The only surviving example of this is Fenway Park’s Green Monster in Boston. Other examples could be found in Brooklyn’s Ebbets Field, Cincinnati’s Crosley Field, Washington’s Griffith Stadium, and both ballparks in Philadelphia, Shibe Park (later Connie Mack Stadium) and Baker Bowl.
Baker Bowl was the home of the Philadelphia Phillies until 1939, when they accepted Connie Mack’s latest offer to share Shibe Park with the Athletics. It seated only about 20,000, and, given the Phils’ financial condition, it was known for its state of dilapidation.
The high fence was in right field. The distances to right field were short, just 270 feet down the foul line. The high fence was made of a composite of materials that had been added over the years to make it taller. The wall was covered with advertising signs, most of which were printed on tin. When a ball hit the wall and these signs, it made a loud “KE-BANG” noise.

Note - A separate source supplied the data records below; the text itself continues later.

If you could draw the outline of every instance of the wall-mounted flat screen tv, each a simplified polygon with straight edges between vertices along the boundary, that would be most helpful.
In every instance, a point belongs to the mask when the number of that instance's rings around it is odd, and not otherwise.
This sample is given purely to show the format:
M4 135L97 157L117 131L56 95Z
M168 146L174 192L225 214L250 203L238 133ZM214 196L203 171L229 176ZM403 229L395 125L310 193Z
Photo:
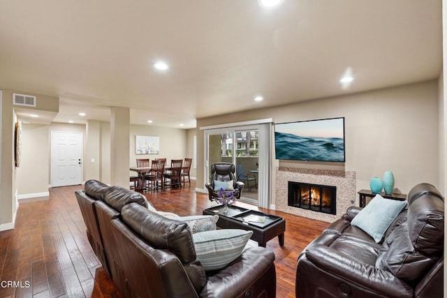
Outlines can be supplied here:
M277 159L345 161L344 117L274 124Z

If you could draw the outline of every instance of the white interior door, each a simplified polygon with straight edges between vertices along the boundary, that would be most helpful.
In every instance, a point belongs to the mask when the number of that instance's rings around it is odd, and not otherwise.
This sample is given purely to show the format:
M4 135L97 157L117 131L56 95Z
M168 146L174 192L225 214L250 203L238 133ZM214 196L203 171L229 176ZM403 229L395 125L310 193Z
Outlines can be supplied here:
M51 132L51 186L82 182L82 133Z

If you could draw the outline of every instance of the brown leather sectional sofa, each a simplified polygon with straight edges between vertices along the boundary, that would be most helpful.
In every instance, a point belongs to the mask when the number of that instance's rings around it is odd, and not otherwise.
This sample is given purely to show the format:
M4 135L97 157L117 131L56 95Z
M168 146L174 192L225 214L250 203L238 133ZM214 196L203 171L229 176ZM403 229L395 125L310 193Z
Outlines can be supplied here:
M76 197L94 251L126 297L273 297L274 255L251 247L205 271L188 225L153 213L145 197L89 180Z
M407 201L379 243L351 225L361 209L348 209L299 256L296 297L442 297L444 198L420 184Z

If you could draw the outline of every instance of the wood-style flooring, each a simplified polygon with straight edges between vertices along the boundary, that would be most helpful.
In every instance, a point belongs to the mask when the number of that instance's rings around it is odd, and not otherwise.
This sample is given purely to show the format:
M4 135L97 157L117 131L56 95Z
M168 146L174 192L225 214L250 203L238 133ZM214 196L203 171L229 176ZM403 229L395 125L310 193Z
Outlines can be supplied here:
M196 184L145 193L157 210L180 216L202 214L207 195ZM50 189L50 196L20 201L15 228L0 232L0 297L121 297L90 247L75 191ZM241 202L237 204L257 207ZM260 209L286 220L284 246L277 238L267 248L276 256L277 297L295 297L296 261L328 223Z

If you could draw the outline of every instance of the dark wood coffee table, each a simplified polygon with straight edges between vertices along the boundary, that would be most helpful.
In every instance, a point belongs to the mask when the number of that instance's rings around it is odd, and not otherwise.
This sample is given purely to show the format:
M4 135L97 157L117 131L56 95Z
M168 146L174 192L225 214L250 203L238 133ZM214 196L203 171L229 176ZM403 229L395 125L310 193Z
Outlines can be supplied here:
M237 206L228 207L228 211L225 214L222 205L206 209L203 210L203 214L219 215L219 228L253 231L251 239L258 242L261 246L265 247L267 241L277 236L279 245L284 245L286 221L281 217ZM263 218L264 222L259 222L263 221Z

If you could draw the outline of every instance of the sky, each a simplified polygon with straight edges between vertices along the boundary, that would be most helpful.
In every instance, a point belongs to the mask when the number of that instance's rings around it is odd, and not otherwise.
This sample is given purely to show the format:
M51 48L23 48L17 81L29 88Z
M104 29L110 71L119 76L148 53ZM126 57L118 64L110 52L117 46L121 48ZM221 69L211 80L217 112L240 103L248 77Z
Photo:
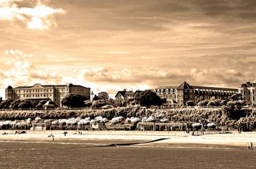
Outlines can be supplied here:
M256 82L254 0L0 0L4 88Z

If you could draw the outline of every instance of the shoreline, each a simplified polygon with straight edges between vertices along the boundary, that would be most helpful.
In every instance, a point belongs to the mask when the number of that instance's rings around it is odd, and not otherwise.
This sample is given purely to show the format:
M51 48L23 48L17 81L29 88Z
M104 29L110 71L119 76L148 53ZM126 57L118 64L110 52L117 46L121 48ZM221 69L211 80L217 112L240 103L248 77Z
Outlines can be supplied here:
M78 131L68 130L64 136L63 131L33 131L25 134L14 134L14 131L8 134L2 134L8 130L0 131L0 143L48 143L59 144L81 144L88 145L105 145L111 144L131 143L132 147L212 147L212 148L246 148L251 142L256 144L256 132L233 132L229 134L214 134L202 136L190 136L186 132L170 135L136 135L119 134L119 132L91 132L90 134L76 134ZM10 131L10 130L8 130ZM54 135L54 141L51 134ZM101 134L100 134L101 133ZM162 139L162 140L158 140ZM156 140L156 141L154 141ZM147 141L152 143L145 143ZM140 144L143 143L143 144ZM132 145L132 144L135 144Z

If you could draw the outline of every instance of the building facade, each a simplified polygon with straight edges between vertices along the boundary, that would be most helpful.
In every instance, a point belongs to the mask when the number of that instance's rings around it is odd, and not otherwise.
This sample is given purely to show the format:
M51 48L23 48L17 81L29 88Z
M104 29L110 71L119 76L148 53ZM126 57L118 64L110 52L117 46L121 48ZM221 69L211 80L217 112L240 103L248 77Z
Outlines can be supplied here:
M154 92L167 100L175 100L180 105L192 100L195 104L211 98L227 99L229 96L237 94L238 89L190 86L184 81L180 86L160 86Z
M256 105L256 83L242 83L238 93L242 94L246 105Z
M8 86L5 89L5 98L29 99L29 100L51 100L58 107L61 107L61 99L70 94L81 94L89 99L89 88L73 85L41 85L33 86Z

If the rightfielder played the ball right, he could snag caroms off the wall and fire them to second base, thereby holding the batter to a single.
In a 1934 game between the Brooklyn Dodgers and the Phillies, Dodgers’ pitcher Walter “Boom Boom” Beck was living up to his nickname. One shot after another came off the rightfield wall, with a loud KE-BANG each time. Dodgers’ rightfielder Hack Wilson, who was playing with a hangover, was kept busy playing carom after carom and throwing the balls to second.
Finally, Dodgers’ manager Casey Stengel decided he’d seen enough, called time, and went to the mound to pull Beck from the game. Wilson, seeing this, thought he was getting a break. He lowered his head and closed his eyes in a badly-needed respite.
Startled, Wilson looked up and saw the ball coming off the wall. He played it perfectly and made a picture-perfect throw to second.
It was only then that Wilson realized no one had hit the ball.
What had happened was Beck was so incensed he was being pulled from the game, he threw the ball into the outfield instead of handing it to Stengel. It was that ball that was thrown as part of a temper tantrum that Wilson heard and played as it came off the wall.
Wilson must have looked like he was making a conditioned reflex to all the balls he’d been fielding off the wall that afternoon.
Stengel said it was too bad Wilson’s throw didn’t count. It was the best play he’d made all year.